Este discurso de introducción deja abierta las puertas a los críticos que lo quieran analizar como texto filosófico en lugar de considerar su valor teatral. El presente narrador (cuyo único objetivo es la verdad) se ve obligado a dejar constancia de que el éxito de esta arenga de Dalroy fue rotundo en lo que a sus propósitos se refiere: un numeroso grupo se sintió atraído por el ruido que metía aquel solo hombre que berreaba como toda una multitud. Multitudes hay que no tienen ningún deseo de provocar la insurrección, pero no hay ninguna que no se recree viendo que alguien se rebela en su lugar, y las oligarquías mejor aposentadas deberían meditar sobre este hecho.

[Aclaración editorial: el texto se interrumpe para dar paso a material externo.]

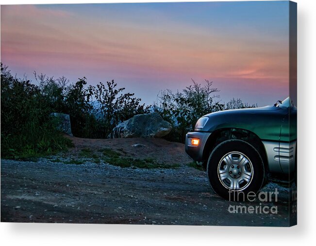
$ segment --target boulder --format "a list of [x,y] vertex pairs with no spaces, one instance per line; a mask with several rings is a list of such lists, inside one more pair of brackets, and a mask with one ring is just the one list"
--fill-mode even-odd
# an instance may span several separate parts
[[58,130],[73,136],[71,133],[71,126],[70,125],[70,116],[69,115],[60,113],[52,113],[50,116],[57,118],[58,120]]
[[162,137],[171,131],[172,127],[156,112],[137,115],[123,121],[113,129],[111,138]]

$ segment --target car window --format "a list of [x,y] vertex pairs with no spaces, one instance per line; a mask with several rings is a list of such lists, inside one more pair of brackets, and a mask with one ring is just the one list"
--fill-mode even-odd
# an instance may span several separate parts
[[289,108],[292,106],[293,103],[292,102],[292,100],[291,99],[290,99],[289,97],[288,97],[283,100],[281,103],[279,104],[277,107],[279,107],[280,108]]

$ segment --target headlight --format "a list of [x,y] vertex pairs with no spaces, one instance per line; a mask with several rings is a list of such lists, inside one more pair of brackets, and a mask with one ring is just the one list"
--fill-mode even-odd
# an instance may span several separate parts
[[202,128],[204,127],[208,120],[208,117],[202,117],[199,119],[197,124],[195,124],[195,127],[194,127],[194,131],[201,131]]

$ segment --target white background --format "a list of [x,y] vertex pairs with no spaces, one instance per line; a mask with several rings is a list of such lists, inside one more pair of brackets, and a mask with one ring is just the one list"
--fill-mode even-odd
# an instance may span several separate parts
[[[0,0],[1,4],[86,3]],[[90,2],[134,2],[94,0]],[[170,1],[138,0],[137,2]],[[174,0],[173,1],[183,1]],[[191,0],[190,1],[201,1]],[[298,225],[290,228],[31,223],[0,224],[2,245],[316,245],[316,1],[298,2]]]

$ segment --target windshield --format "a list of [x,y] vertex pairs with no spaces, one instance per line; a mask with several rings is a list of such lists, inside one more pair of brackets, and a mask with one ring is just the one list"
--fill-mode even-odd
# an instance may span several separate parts
[[289,108],[293,106],[293,102],[289,97],[286,98],[283,101],[278,101],[275,104],[276,107],[279,107],[280,108]]

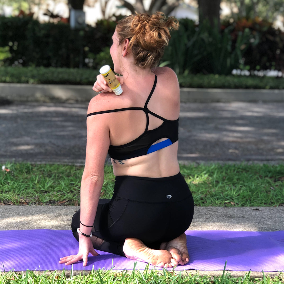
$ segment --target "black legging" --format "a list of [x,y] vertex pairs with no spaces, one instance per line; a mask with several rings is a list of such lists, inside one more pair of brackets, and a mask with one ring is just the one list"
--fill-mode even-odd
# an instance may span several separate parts
[[[191,193],[180,173],[166,177],[116,177],[111,200],[99,201],[91,238],[95,249],[125,256],[126,238],[135,238],[159,249],[161,243],[181,235],[193,217]],[[80,210],[72,230],[79,240]]]

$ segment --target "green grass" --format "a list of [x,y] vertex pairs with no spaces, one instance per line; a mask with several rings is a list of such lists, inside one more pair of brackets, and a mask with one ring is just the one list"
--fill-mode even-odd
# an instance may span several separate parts
[[[134,266],[134,267],[135,266]],[[93,269],[90,272],[84,271],[79,275],[74,275],[71,270],[68,276],[63,271],[51,273],[47,271],[42,274],[36,273],[27,270],[18,273],[9,272],[0,275],[1,284],[281,284],[284,283],[279,273],[277,277],[265,277],[256,278],[251,277],[250,273],[243,277],[234,277],[225,269],[221,276],[210,277],[201,275],[195,272],[189,271],[176,271],[174,269],[168,271],[154,269],[149,270],[148,267],[144,271],[127,270],[116,272],[112,269],[104,270]]]
[[[0,170],[0,204],[80,204],[82,166],[6,164]],[[284,206],[284,165],[180,166],[199,206]],[[110,198],[115,177],[105,169],[101,197]]]

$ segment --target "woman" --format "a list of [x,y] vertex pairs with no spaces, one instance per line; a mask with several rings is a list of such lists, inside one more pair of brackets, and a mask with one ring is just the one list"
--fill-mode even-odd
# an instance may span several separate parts
[[[116,95],[97,76],[93,89],[109,92],[95,97],[88,109],[81,209],[72,224],[79,252],[60,263],[83,259],[85,266],[89,252],[98,255],[94,248],[161,267],[189,261],[184,232],[194,204],[177,158],[179,87],[172,70],[155,68],[169,30],[178,27],[158,12],[118,23],[110,53],[123,92]],[[114,192],[99,201],[108,151]]]

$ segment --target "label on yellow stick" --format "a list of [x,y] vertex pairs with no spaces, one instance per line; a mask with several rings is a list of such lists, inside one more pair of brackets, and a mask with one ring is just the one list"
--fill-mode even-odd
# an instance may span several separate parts
[[100,69],[100,73],[105,77],[108,86],[116,95],[118,95],[122,93],[122,89],[119,81],[108,65],[103,66]]

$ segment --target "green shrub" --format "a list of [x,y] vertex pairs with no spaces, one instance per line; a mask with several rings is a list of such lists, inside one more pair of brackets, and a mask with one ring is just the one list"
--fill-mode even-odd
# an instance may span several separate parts
[[0,46],[9,46],[11,55],[4,62],[10,66],[95,69],[97,65],[85,59],[110,46],[116,24],[102,20],[95,28],[87,25],[73,30],[63,23],[41,24],[30,17],[1,16]]
[[237,68],[249,43],[248,30],[240,32],[233,44],[228,27],[221,33],[217,25],[204,21],[198,26],[188,19],[179,21],[177,31],[173,31],[162,62],[177,74],[185,72],[224,75]]
[[232,27],[233,41],[236,35],[246,29],[249,31],[250,44],[243,55],[240,67],[250,70],[275,69],[283,71],[284,66],[284,32],[272,27],[272,23],[256,17],[243,18],[231,23],[224,21],[222,29]]
[[284,78],[202,74],[178,76],[179,85],[187,88],[284,89]]
[[51,67],[0,68],[0,82],[29,84],[93,85],[98,71]]
[[[99,72],[87,68],[0,67],[0,82],[92,85]],[[178,75],[180,86],[189,88],[284,89],[284,78],[212,74]]]

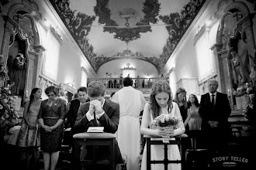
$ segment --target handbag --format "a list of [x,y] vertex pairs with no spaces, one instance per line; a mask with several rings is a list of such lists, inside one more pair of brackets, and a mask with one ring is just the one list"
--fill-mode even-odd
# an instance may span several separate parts
[[117,164],[116,166],[116,170],[127,170],[127,155],[122,155],[123,164]]

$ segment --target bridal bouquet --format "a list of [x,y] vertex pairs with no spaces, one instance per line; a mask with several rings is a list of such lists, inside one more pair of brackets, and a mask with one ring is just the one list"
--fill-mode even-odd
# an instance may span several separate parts
[[[182,117],[172,116],[170,114],[161,114],[150,122],[150,127],[151,129],[164,129],[165,128],[176,129],[180,121],[182,122]],[[169,136],[163,137],[163,142],[169,143]]]

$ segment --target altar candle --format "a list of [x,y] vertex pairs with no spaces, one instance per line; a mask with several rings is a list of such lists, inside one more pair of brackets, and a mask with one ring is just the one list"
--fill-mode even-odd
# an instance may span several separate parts
[[230,90],[227,90],[227,96],[230,96],[231,94],[230,94]]
[[26,90],[26,97],[29,97],[29,91]]

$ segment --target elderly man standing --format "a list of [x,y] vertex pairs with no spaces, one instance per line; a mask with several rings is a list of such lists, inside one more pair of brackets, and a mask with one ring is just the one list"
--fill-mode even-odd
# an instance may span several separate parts
[[209,93],[202,95],[199,114],[202,117],[203,145],[213,154],[223,151],[229,137],[228,117],[231,109],[227,95],[217,92],[218,82],[208,81]]
[[146,104],[143,93],[132,87],[130,77],[123,80],[123,87],[112,96],[112,101],[120,107],[117,141],[121,153],[127,155],[127,169],[139,169],[140,121],[139,116]]

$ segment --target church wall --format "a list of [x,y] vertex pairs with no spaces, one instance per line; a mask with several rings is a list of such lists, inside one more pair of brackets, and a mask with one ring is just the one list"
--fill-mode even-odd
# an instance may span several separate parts
[[[188,32],[185,33],[185,37],[179,42],[181,43],[179,46],[180,49],[177,49],[177,51],[179,51],[179,53],[175,54],[177,56],[171,56],[171,57],[175,58],[173,63],[170,64],[175,66],[175,89],[182,86],[180,82],[182,80],[187,80],[191,78],[197,78],[198,80],[199,78],[198,63],[201,63],[200,61],[198,61],[197,59],[196,49],[194,44],[195,37],[196,34],[199,32],[200,29],[202,26],[206,26],[206,21],[209,19],[214,15],[214,12],[216,10],[218,2],[219,1],[208,1],[207,6],[205,8],[203,13],[202,13],[197,19],[195,19],[194,22],[192,22],[190,26],[191,28],[188,29]],[[216,29],[215,28],[215,32],[216,31]],[[209,31],[209,32],[210,32],[211,30]],[[210,32],[209,34],[209,42],[210,44],[215,43],[216,38],[214,37],[214,36],[213,36],[211,35],[213,35],[213,32]],[[198,80],[195,80],[193,83],[193,87],[199,87]],[[196,93],[195,94],[199,95],[199,91],[198,88],[187,91],[188,94],[195,92]]]
[[[51,8],[50,4],[47,1],[36,1],[36,3],[40,7],[43,19],[47,19],[54,28],[57,28],[57,32],[62,38],[56,83],[71,83],[78,89],[81,86],[81,67],[84,66],[90,70],[88,65],[85,64],[86,60],[74,39],[67,32],[67,29]],[[95,76],[95,73],[88,72],[87,73],[88,76]]]

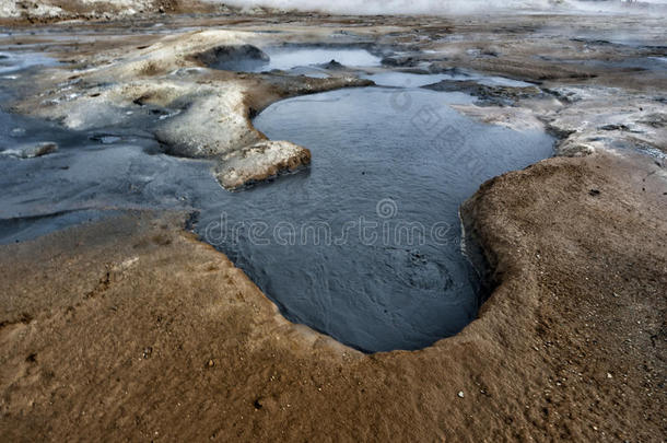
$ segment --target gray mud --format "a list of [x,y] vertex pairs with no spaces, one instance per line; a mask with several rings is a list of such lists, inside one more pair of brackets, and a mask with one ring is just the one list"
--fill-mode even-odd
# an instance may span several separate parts
[[195,211],[196,232],[291,320],[367,352],[422,348],[458,333],[480,305],[459,205],[485,179],[552,154],[545,132],[448,106],[472,101],[366,88],[279,102],[256,126],[311,149],[313,164],[236,193],[220,187],[211,162],[163,153],[141,118],[86,132],[3,112],[7,148],[49,140],[59,149],[0,156],[0,242],[122,210]]

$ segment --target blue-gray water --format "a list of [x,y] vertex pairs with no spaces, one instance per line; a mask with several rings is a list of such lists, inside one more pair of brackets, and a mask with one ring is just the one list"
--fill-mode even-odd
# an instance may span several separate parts
[[308,171],[229,195],[199,233],[285,316],[366,351],[417,349],[477,315],[458,207],[488,178],[552,153],[543,132],[475,123],[463,94],[355,89],[277,103],[255,120],[313,152]]
[[309,148],[313,164],[238,193],[218,185],[209,162],[160,153],[140,129],[157,118],[149,112],[138,128],[92,132],[0,112],[0,150],[60,145],[36,159],[0,155],[0,243],[119,210],[198,210],[197,232],[288,318],[365,351],[421,348],[477,314],[458,206],[552,147],[542,132],[475,123],[453,101],[472,98],[370,88],[277,103],[257,127]]

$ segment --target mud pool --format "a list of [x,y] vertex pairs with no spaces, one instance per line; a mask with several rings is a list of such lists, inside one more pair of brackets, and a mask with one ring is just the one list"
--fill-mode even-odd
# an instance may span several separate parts
[[370,88],[277,103],[255,125],[309,148],[309,170],[229,195],[198,231],[288,318],[344,343],[386,351],[452,336],[480,302],[459,205],[553,142],[447,106],[466,100]]
[[162,153],[141,129],[159,116],[77,132],[2,112],[0,151],[59,149],[0,155],[0,243],[122,210],[192,211],[196,232],[289,319],[367,352],[422,348],[458,333],[480,304],[459,205],[485,179],[552,153],[543,132],[479,124],[448,106],[473,100],[366,88],[279,102],[255,125],[311,149],[313,163],[236,193],[219,186],[210,162]]

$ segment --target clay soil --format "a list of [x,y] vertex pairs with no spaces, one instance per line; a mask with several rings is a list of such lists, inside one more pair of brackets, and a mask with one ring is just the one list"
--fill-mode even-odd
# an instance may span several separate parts
[[0,248],[3,441],[664,441],[660,166],[551,159],[464,207],[494,290],[421,351],[288,323],[185,214]]

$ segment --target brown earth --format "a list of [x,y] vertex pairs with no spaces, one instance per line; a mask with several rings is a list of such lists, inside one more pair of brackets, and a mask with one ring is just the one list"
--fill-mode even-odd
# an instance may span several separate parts
[[183,215],[2,246],[1,440],[664,441],[664,174],[598,153],[484,184],[463,213],[495,290],[414,352],[289,324]]

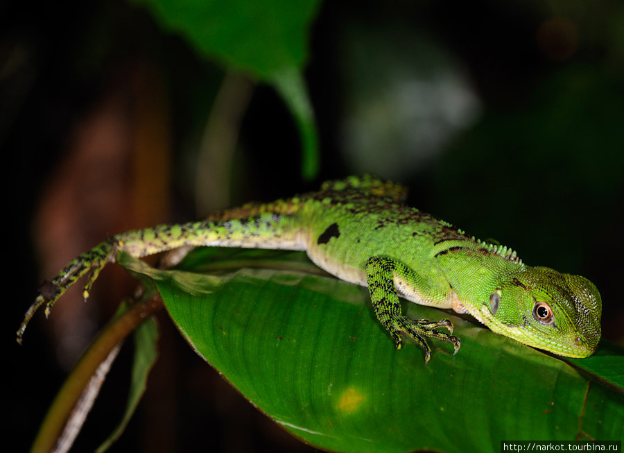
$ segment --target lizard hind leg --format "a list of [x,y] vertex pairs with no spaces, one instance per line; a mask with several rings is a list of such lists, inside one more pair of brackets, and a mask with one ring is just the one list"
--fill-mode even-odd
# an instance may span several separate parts
[[[455,348],[453,354],[457,352],[460,339],[451,334],[453,325],[448,319],[415,320],[402,314],[394,277],[399,276],[415,285],[424,285],[424,282],[420,281],[422,279],[417,275],[405,265],[385,257],[369,258],[366,262],[366,275],[375,315],[395,340],[397,349],[401,349],[403,344],[401,334],[404,334],[424,350],[425,363],[428,362],[431,357],[431,349],[424,337],[450,341]],[[438,330],[440,328],[447,329],[449,333]]]
[[46,317],[50,314],[50,309],[57,300],[73,285],[76,281],[87,273],[91,273],[85,286],[83,295],[86,301],[93,282],[98,277],[102,268],[114,259],[114,254],[123,243],[111,238],[83,253],[71,262],[55,277],[51,282],[46,281],[39,290],[39,296],[28,307],[24,316],[24,320],[17,330],[17,343],[21,343],[21,338],[28,322],[42,305],[46,305]]

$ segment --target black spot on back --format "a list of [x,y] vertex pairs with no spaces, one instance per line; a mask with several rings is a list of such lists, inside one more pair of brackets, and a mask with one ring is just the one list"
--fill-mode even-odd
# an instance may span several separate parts
[[320,245],[322,243],[327,243],[329,242],[329,239],[332,237],[340,237],[340,232],[338,228],[338,223],[332,223],[329,226],[327,227],[327,229],[325,230],[322,234],[318,237],[318,240],[316,241],[316,243]]

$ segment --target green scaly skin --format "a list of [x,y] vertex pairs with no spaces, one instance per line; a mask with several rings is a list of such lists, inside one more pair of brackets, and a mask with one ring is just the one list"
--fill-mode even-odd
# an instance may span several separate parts
[[[182,246],[306,250],[336,277],[367,286],[375,314],[397,349],[413,339],[431,357],[426,337],[460,340],[449,320],[403,316],[399,296],[469,313],[494,332],[572,357],[593,352],[600,337],[600,296],[587,279],[524,264],[507,247],[483,242],[401,204],[403,187],[371,176],[324,183],[320,191],[226,210],[207,220],[116,234],[69,263],[46,282],[17,331],[42,305],[46,314],[65,291],[91,273],[85,298],[102,268],[124,250],[144,257]],[[444,330],[448,330],[449,333]]]

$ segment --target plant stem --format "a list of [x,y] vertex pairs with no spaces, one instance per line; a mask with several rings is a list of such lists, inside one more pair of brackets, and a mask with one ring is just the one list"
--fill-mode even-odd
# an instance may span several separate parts
[[[74,409],[88,390],[92,378],[125,337],[162,307],[162,300],[157,295],[137,301],[104,327],[57,394],[33,444],[32,453],[60,452],[59,447],[66,450],[71,446],[70,443],[64,447],[58,445],[58,442],[68,422],[74,418]],[[90,406],[86,410],[89,409]]]

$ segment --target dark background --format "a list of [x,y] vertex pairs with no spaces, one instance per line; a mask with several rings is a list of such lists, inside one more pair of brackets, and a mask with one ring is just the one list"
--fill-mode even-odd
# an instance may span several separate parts
[[[270,200],[351,173],[399,180],[423,210],[529,264],[589,277],[603,296],[603,336],[622,344],[624,5],[337,3],[321,7],[306,71],[318,178],[302,181],[293,120],[257,85],[225,168],[227,201],[215,203]],[[3,3],[0,65],[5,407],[21,451],[114,312],[107,301],[133,283],[107,268],[89,304],[68,294],[75,300],[48,322],[37,314],[19,348],[23,312],[44,278],[107,234],[203,214],[198,149],[224,73],[119,1]],[[112,451],[309,450],[159,319],[160,359]],[[122,350],[75,451],[93,450],[116,423],[131,352]]]

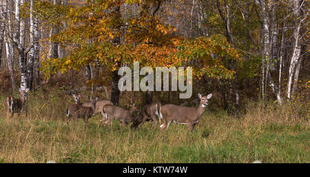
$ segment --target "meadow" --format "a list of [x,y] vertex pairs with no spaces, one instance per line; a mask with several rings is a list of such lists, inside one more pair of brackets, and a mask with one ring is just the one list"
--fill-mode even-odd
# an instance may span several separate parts
[[63,125],[72,98],[53,92],[30,93],[27,117],[8,120],[0,105],[1,163],[310,163],[309,112],[299,103],[249,102],[238,119],[209,105],[193,132],[150,122],[136,130],[117,121],[98,127],[100,116],[85,129],[81,119]]

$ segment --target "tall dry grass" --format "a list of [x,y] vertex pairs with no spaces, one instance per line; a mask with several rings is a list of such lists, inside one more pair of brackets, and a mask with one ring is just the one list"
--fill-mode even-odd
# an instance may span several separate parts
[[[0,96],[0,103],[4,98]],[[86,129],[82,121],[63,126],[64,105],[71,100],[56,90],[30,93],[28,116],[12,120],[6,119],[1,104],[0,162],[310,162],[309,103],[249,102],[239,119],[207,111],[189,132],[187,126],[176,124],[161,132],[150,123],[137,130],[117,121],[110,129],[98,128],[99,116],[90,120]]]

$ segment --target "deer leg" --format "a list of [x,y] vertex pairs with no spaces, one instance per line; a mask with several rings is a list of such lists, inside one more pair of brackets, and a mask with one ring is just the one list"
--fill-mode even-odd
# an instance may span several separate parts
[[126,127],[126,121],[125,120],[125,118],[123,118],[121,121],[121,125],[123,127]]
[[10,111],[9,110],[8,110],[7,112],[6,112],[6,118],[7,119],[10,119]]
[[155,116],[151,116],[152,118],[152,127],[153,127],[153,128],[155,128],[156,125],[157,125],[157,120],[156,118],[155,117]]
[[63,124],[63,125],[68,125],[68,123],[69,123],[69,121],[71,120],[71,118],[72,118],[72,116],[69,116],[69,118],[67,119],[67,121]]
[[194,124],[192,122],[188,122],[187,123],[187,128],[189,130],[190,130],[191,132],[193,132],[194,130]]
[[87,127],[87,123],[88,123],[88,117],[87,116],[85,116],[84,118],[84,128]]
[[73,120],[74,121],[74,124],[75,125],[77,125],[77,119],[78,119],[77,116],[74,116]]
[[142,122],[140,124],[140,127],[142,127],[142,125],[143,125],[143,123],[146,121],[146,120],[147,119],[147,116],[143,116],[143,118],[142,119]]
[[[98,127],[99,127],[101,125],[101,123],[102,123],[102,121],[103,121],[105,120],[105,117],[102,117],[101,118],[101,119],[100,119],[100,122],[99,122],[99,125],[98,125]],[[105,124],[106,123],[105,122]]]

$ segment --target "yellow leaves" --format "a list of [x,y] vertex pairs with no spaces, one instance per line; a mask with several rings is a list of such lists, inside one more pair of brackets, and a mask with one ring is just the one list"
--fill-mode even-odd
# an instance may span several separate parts
[[71,60],[67,60],[67,61],[65,62],[65,65],[69,65],[70,63],[71,63]]

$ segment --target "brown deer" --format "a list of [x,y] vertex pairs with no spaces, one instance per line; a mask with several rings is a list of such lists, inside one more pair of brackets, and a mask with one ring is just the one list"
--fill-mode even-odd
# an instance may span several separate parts
[[[137,110],[137,108],[135,106],[135,103],[130,105],[130,110],[112,105],[105,105],[103,107],[103,112],[107,121],[104,124],[110,127],[112,120],[115,118],[121,121],[122,126],[125,127],[129,123],[134,121],[135,118],[138,118],[138,116],[132,116],[132,114],[136,110]],[[101,125],[102,121],[103,121],[103,118],[100,121],[99,127]]]
[[[92,97],[90,97],[89,98],[91,101],[92,107],[83,106],[77,103],[68,106],[67,116],[68,116],[69,118],[67,120],[66,123],[68,123],[73,116],[74,123],[76,125],[78,118],[82,118],[84,119],[84,126],[85,128],[87,127],[88,119],[92,116],[96,110],[96,102],[98,101],[99,97],[96,97],[95,99],[92,99]],[[72,116],[70,116],[70,114]]]
[[82,103],[80,103],[80,95],[75,95],[73,94],[73,99],[74,100],[74,104],[70,104],[67,106],[67,108],[65,109],[65,111],[67,112],[67,116],[71,118],[71,116],[72,116],[72,113],[76,112],[78,110],[78,106],[77,105],[81,105]]
[[29,88],[26,88],[25,90],[19,89],[19,98],[16,99],[12,95],[6,97],[4,105],[6,107],[6,117],[8,119],[12,118],[14,113],[17,113],[19,116],[21,114],[23,114],[24,110],[25,110],[25,114],[27,116],[27,107],[25,107],[25,103],[27,103],[28,92]]
[[160,108],[159,116],[165,119],[165,123],[161,125],[161,128],[168,129],[172,121],[178,124],[187,125],[189,130],[193,131],[196,125],[205,112],[206,106],[208,105],[208,100],[212,97],[212,94],[207,96],[202,96],[198,94],[200,99],[200,105],[198,107],[182,107],[172,104],[165,105]]
[[136,121],[132,125],[132,127],[137,128],[139,125],[142,127],[145,121],[152,120],[152,127],[155,127],[157,124],[156,116],[158,116],[159,125],[161,125],[161,118],[159,116],[159,109],[161,103],[160,101],[154,101],[152,103],[145,105],[142,110],[142,118],[135,118]]
[[[90,99],[90,97],[88,97],[88,99]],[[79,101],[79,104],[81,104],[83,106],[85,107],[92,107],[92,103],[91,102],[85,102],[85,103],[80,103]],[[106,120],[107,119],[107,118],[105,117],[105,115],[103,114],[103,112],[102,112],[102,110],[103,110],[103,106],[105,106],[105,105],[113,105],[113,103],[108,100],[101,100],[101,101],[98,101],[97,102],[96,102],[96,110],[94,112],[94,115],[97,115],[99,114],[101,114],[102,115],[102,118],[105,118]]]

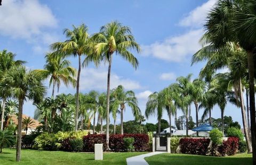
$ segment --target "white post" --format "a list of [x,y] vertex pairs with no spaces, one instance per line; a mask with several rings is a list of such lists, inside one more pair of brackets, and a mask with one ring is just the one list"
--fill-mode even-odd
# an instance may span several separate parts
[[103,160],[102,144],[94,144],[94,160]]
[[155,137],[152,138],[152,151],[155,152]]
[[171,153],[171,137],[167,138],[167,152]]

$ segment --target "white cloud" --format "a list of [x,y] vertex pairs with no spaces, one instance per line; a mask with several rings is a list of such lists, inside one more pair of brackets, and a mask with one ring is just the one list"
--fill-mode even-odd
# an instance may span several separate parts
[[23,39],[44,35],[43,28],[57,24],[50,8],[38,0],[3,1],[0,20],[1,34]]
[[176,75],[172,72],[163,73],[160,76],[160,79],[163,80],[174,80],[176,79]]
[[136,94],[136,97],[138,99],[143,99],[146,100],[148,99],[148,97],[153,92],[149,90],[146,90],[142,92],[138,93]]
[[151,55],[169,62],[181,62],[201,48],[199,40],[203,34],[202,29],[191,30],[186,33],[142,46],[142,54]]
[[209,0],[189,12],[188,15],[181,20],[179,25],[182,27],[201,27],[204,23],[207,12],[213,6],[215,0]]
[[[81,71],[80,88],[83,90],[107,90],[107,70],[106,68],[86,68]],[[114,72],[111,74],[110,89],[119,85],[126,90],[135,90],[141,88],[140,83],[129,79],[123,78]]]

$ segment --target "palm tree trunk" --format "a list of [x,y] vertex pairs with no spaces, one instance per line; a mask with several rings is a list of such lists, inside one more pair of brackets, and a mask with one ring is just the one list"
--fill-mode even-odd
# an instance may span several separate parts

El último triunfo de Dalroy, siento tener que decirlo, fue el de ofrecer a algunos de sus oyentes más cercanos una cata del inocente brebaje. El efecto fue asombroso. Los hubo que quedaron paralizados por la sorpresa. Otros se partían de risa y algunos se pusieron a dar gritos de entusiasmo. Pero todos fijaron sus miradas radiantes en el excéntrico predicador.

De pronto todo este entusiasmo se apagó y se ensombrecieron los rostros. Un vejete acababa de incorporarse al grupo; un vejete vestido de tela blanca con una barba puntiaguda y una cresta de pelo semejante al vello de los cardos, un vejete que cualquiera de los demás hombres allí presentes hubiera matado de un revés, incluso con la mano izquierda.